US stocks rose on Wednesday, pushing the S&P 500 into bull market territory, while investors searched for clues as to the Federal Reserve’s interest rate stance ahead of next week’s policy meeting.
Wall Street’s benchmark S&P 500 rose 0.2 per cent, lifting it to more than a fifth higher than its recent low in October 2022. The tech-heavy Nasdaq Composite climbed 0.5 per cent.
Apple shares climbed 2 per cent to hit an all-time high, beating the previous mark of $182.01. The tech giant is set to unveil an expensive “mixed-reality” headset in its most significant product launch in more than a decade.
Meanwhile, fresh Institute for Supply Management data showed on Monday that US services sector activity slowed in May, as new orders softened under the weight of high borrowing costs.
A forecast by Morgan Stanley analysts also damped Wall Street optimism, as it signalled that earnings per share for the S&P 500 are to decline 16 per cent from a year ago, to $185 in 2023.
The bank’s equity strategists said they foresaw slowing revenue growth and margin contraction because of tighter credit conditions in the wake of the US’s recent regional banking turmoil.
In Europe, the region-wide Stoxx 600 closed 0.5 per cent lower, while France’s Cac 40 lost 1 per cent and Germany’s Dax shed 0.5 per cent.
The moves came after European Central Bank president Christine Lagarde said in a speech that underlying price pressures remained strong in the eurozone, an indication that policymakers were likely to continue raising rates.
Brent, the international benchmark, jumped as much as 3.6 per cent after Saudi Arabia said it would cut oil production by 1mn barrels a day, but pared its gains to trade 1.3 per cent higher at $77.12 a barrel.
West Texas Intermediate, the US marker, rose 4.6 per cent before settling about 1.2 per cent higher, at $72.61. London’s energy-heavy FTSE 100 lost 0.1 per cent, unable to hold on to its earlier gains.
Asia’s markets were broadly up, with Japan’s benchmark Topix stock index rising 1.7 per cent and Hong Kong’s Hang Seng index advancing 0.8 per cent.
Chinese equities bucked the upward trend, with the CSI 300 index of Shanghai- and Shenzhen-listed stocks down 0.5 per cent.

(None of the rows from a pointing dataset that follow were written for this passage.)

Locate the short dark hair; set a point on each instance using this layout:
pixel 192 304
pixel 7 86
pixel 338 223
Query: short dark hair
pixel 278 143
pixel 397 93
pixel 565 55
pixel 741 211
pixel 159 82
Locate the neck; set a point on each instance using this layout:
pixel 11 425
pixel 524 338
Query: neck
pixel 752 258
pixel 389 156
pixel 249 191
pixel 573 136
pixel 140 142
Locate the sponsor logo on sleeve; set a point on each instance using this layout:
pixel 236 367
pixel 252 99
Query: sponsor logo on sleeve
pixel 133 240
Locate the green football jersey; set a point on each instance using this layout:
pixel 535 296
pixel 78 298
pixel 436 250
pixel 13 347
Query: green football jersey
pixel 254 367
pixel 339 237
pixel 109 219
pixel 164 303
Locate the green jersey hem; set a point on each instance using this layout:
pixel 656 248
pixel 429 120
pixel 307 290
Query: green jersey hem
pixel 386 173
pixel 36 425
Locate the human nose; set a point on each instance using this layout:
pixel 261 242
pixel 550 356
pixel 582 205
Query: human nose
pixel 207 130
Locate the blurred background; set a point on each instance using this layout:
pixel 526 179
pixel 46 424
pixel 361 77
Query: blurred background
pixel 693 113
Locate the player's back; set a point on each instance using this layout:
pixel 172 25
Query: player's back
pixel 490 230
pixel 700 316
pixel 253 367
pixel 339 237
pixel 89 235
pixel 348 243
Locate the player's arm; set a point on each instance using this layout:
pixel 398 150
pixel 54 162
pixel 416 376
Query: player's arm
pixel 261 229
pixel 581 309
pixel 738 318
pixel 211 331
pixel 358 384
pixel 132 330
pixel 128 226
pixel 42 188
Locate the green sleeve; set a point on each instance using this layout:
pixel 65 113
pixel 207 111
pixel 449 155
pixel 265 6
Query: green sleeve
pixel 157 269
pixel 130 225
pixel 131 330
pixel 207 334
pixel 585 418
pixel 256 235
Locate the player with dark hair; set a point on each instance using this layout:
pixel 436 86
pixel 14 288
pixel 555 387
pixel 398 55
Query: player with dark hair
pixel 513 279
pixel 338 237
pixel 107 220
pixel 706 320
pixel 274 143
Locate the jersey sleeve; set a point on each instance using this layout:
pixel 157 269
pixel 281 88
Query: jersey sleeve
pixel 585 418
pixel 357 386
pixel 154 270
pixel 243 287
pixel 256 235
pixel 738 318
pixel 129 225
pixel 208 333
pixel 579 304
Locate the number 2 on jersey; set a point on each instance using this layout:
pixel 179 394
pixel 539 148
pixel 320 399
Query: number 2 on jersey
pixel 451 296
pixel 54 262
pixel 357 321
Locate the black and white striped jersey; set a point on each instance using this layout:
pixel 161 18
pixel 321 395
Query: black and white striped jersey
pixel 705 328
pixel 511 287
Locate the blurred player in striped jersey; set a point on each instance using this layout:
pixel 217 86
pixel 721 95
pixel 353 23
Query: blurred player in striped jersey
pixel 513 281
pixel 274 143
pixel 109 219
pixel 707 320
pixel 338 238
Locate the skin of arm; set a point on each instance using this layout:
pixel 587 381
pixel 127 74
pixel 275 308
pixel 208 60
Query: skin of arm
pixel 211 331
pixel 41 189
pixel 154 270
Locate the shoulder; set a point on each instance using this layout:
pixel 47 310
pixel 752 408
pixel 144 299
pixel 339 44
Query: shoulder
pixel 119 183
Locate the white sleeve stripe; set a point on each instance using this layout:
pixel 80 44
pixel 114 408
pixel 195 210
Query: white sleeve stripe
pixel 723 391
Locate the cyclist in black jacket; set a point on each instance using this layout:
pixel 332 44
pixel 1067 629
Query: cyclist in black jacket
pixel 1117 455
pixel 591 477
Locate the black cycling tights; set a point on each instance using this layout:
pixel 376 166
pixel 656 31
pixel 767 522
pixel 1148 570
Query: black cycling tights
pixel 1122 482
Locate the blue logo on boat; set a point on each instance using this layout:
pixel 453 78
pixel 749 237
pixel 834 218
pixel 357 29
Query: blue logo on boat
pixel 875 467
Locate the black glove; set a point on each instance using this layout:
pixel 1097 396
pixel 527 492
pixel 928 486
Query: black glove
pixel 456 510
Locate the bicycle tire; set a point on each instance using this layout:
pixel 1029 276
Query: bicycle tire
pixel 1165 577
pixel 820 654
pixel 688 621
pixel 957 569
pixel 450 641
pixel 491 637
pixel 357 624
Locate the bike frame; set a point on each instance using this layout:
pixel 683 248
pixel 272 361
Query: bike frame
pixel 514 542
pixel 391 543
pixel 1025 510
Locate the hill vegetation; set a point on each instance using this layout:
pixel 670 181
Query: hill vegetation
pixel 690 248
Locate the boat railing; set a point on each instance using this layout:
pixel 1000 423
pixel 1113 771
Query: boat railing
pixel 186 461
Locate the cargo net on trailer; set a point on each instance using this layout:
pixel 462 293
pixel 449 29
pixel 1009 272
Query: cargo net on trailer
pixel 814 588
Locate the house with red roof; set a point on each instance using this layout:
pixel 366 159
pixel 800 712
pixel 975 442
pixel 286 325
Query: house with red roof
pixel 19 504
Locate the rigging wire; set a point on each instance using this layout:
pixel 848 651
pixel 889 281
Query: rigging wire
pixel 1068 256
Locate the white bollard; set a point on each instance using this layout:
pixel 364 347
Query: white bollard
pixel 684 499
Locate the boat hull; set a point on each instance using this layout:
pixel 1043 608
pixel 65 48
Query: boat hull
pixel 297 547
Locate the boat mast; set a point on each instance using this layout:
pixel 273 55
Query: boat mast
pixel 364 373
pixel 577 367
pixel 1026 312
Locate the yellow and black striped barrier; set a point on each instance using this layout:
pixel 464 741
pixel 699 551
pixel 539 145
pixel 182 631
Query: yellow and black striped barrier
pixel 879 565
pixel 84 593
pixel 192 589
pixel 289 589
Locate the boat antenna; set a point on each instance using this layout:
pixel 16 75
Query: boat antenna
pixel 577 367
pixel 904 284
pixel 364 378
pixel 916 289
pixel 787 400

The losses for China stocks came despite a positive economic reading from the Caixin services purchasing managers’ index, which signalled sharper growth for the country’s service sector in May.
Official media in China also called on investors to have faith in the country’s domestic stock market, with the state-run Economic Daily suggesting that “clear-headed understanding, staunch confidence, resoluteness and patience” were the “chief responsibilities of all market participants”.
The Turkish lira extended its losses to hit a new record low of TL21.3 against the dollar on Monday, despite the recent appointment of investor favourite Mehmet Şimşek as finance and treasury minister.
The move initially sparked hopes that Turkey’s president, Recep Tayyip Erdoğan, was preparing to change course on his unorthodox economics, which many blame for triggering an acute cost of living crisis that drove the lira lower.